Same photographer See all

Behind The Lens

Location
I just started the digital photography, after a 25 year of being busy with other things and only having experience with analog photography, and it seemed quite a challenge this time. This photo was taken in a small forest, in the east of the Netherlands, in an observation shelter. Such observation shelters are quite often used as nature in The Netherlands is not that big. This shelter was built and hidden in this forest for observation and photography purposes. Most of the shelters have a small pond close by or in front of it.
Time
I took this photo at 07:14 AM and it wasn't the first photo taken that day. Almost a two hours drive it was. Living near Rotterdam it meant an amazing early start that day, driving up to the location and get dug in. Started at 06:30 AM that day.
Lighting
With nature & wildlife -photography, you've to take what you get at any point when you're able to. In a shelter, you're bounded to the position and location Luckily I was able to take this photo when the sun was just sharing its first light in the forest.
Equipment
I used a Nikon D7200 and a Tamron SP 150-600 F5-6.3 lens. Nothing else was used that day.
Inspiration
After starting again with photography I quickly made friends who were, specifically, busy with wildlife photography. I was invited to do a day shooting in a shelter. And so it happened. I do not have a specific specialism in photography. I shoot everything that's worth it, for me. This was actually the second time in a shelter and I was just hoping for a right opportunity. Not really bothered what I would catch in front of my lens. Luckily this little friend showed up for a drink at the pond. The light was great and.... click
Editing
Yes, I did some post-processing on this photo. As it was quite early, with low light, and I didn't have time to change my ISO settings at that time.
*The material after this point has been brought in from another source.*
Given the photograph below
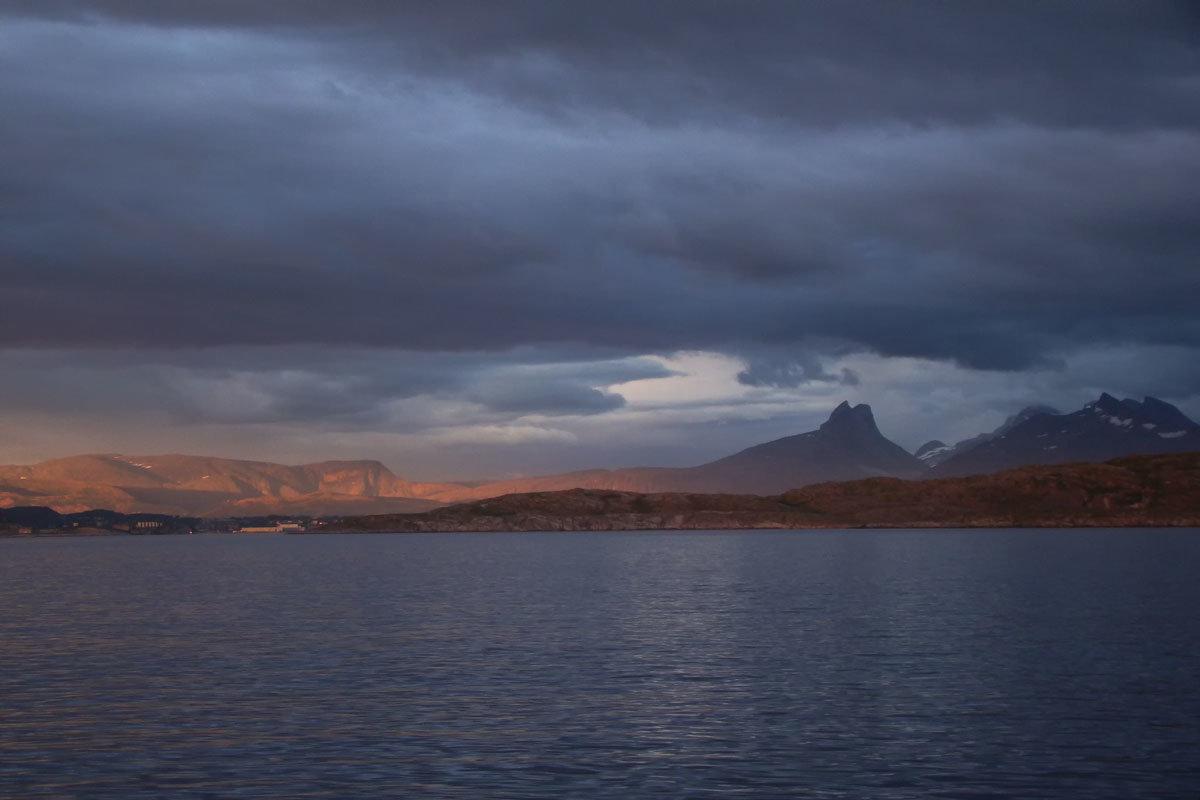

I needed to boost the light settings a little bit using Lightroom.
In my camera bag
Good question. When I first started photography (again) I had everything with me, all the time. Nowadays I just take that what I think I need for that specific day. (bad luck when I left something at home) So, that can be my 1 or 2 Nikon D7200 bodies (combined) with the Tamron 150-600, a Nikkor AF 80-200 F2.8D ED, a Nikkor AF-S 50mm 1.8 G, a Nikkor AF Mikro 05mm F2.8D, a Nikkor AF-P 18-55 3.5-5.6G (one with and one without VR) or a Tamron 18-200 3.5-5.6 Depending on the subjects, I have a Godox TT520 II flash and a Macro ring flash and when necessary I use a tripod. Recently I bought a Fuji X30 for the daily casual shots of whatever. Normally I carry this little beast every day, all day, everywhere. If not... I just use my phone, a Samsung S8.
Feedback
When you're intentions are to start shooting wildlife, know what to expect with regard to the animals and the location. Some pre-research will not harm you. Without being a forester you could make some changes in the setting it self, so you'll get some more interesting photos. Let them get used to it, do some feeding on a regular base when possible. Always respect wildlife. You're in their world now. Yep, an early "rise and shine" is what you need. Arrive at the chosen site before dawn when you like to have your shots taken during the golden hour. You need to find a way to blend into the environment, using a fixed shelter or small tent, just to make sure the little creatures will not see any movement. Be still... (hard one) I assure you, they will see you or here you when you're out there and that even before you notice that they are there. For the rest, you need a lot of luck. For some reason, our little friends just do what they do despite all the preparations you make. When they arrive at the scene don't start jamming the button straight away. Let them get used to everything. Don't be afraid to use a high ISO setting in low light environments. With the right aperture, shutter speed, and most important, the composition you'll get results in the end. With a good composition, cropping the photo will be less needed. That way you'll see less grain in the final photo. Use the "rule of third" when you can. Create negative or positive space in the shot if you can and use the surrounding where you're in. Continuous focus and a high-speed picture rate will help you as well. Just get out there and enjoy being out there.